A new pop-up café in Vancouver, Canada is offering patrons a temporary escape from digital communication.
Julien Thomas, a Vancouver construction worker and social artist, is opening The Faraday Café in Vancouver’s Chinatown with assistance from Hughes Condon Marler Architects. The café, which will be open July 2-16, is named after the Faraday cage, an enclosure made of a conducting material that restricts the passage of electric fields. Patrons inside the café will not be able to use their cell phones or laptops.
The driving force behind the idea, says Thomas, is not to promote “anti-phone” culture but to give people a chance to reconnect with other people face-to-face without digital distractions.
“There is a whole generation of people in this country that don’t remember what life was like before Facebook,” Thomas told The Providence. “I think people are looking for opportunities to opt out and leave their phones behind.”
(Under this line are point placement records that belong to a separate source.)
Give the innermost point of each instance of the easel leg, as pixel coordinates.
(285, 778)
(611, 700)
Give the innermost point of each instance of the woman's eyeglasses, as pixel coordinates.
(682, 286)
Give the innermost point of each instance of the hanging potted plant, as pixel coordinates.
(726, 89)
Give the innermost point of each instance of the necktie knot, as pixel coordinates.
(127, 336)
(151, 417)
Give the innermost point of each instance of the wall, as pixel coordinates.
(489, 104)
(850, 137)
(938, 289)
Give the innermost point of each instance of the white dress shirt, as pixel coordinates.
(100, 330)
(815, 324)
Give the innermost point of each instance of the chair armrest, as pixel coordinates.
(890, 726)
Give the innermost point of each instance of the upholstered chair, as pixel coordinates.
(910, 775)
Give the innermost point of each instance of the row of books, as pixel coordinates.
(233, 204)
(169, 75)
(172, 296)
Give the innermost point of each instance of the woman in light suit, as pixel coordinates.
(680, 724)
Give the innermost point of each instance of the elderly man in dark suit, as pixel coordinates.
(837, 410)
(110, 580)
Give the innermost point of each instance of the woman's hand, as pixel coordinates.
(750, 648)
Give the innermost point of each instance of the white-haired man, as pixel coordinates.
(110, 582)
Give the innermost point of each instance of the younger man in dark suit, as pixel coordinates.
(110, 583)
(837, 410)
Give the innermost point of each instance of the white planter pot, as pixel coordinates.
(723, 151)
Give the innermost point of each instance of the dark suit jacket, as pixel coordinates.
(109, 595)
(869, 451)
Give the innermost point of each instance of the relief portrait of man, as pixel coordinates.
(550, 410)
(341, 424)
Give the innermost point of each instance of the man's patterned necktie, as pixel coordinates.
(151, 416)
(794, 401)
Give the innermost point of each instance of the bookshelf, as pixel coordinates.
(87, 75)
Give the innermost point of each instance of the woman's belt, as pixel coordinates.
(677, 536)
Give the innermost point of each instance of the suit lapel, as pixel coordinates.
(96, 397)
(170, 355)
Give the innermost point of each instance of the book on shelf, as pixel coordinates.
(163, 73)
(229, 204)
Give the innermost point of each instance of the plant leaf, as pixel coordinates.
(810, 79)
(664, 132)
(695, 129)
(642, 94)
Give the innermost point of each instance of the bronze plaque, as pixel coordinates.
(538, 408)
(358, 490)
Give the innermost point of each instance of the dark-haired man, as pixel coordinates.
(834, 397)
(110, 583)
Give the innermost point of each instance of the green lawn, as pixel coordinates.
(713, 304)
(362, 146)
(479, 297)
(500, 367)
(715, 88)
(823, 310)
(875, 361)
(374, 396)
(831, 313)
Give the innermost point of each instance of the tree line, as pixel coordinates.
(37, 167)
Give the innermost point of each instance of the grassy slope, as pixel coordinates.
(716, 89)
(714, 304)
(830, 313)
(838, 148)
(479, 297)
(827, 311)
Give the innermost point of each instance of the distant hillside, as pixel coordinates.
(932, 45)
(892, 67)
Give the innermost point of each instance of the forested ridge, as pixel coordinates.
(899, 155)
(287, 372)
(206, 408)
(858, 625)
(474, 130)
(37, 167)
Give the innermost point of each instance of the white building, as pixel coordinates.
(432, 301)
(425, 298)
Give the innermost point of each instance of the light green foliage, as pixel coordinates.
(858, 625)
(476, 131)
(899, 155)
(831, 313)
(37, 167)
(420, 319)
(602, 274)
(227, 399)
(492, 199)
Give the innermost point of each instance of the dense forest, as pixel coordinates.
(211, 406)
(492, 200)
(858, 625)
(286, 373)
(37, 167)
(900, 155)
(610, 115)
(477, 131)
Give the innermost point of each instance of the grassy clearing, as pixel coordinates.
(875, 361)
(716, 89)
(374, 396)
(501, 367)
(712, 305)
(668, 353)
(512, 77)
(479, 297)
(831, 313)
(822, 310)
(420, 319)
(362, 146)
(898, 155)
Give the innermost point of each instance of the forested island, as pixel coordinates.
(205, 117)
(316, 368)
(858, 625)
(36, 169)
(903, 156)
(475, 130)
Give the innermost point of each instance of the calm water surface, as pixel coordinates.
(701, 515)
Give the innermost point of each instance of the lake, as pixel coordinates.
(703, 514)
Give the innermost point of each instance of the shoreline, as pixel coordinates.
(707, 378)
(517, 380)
The inside of the café is lined with aluminum window mesh to shield electromagnetic signals and provide a unique visual appeal, The Chinatown Experiment said in a press release. However, initial testing revealed that small folds and gaps in the flowing, multilayered design of mesh walls and corridors were letting wireless signals sneak in, so Thomas and an architect partner added a large “cage” in the center of the space that is truly Wi-Fi free.
“When we can be reached at all times, I believe privacy is a privilege,” Thomas said. “People will want to go places where they can’t be reached, where Google can’t track them.”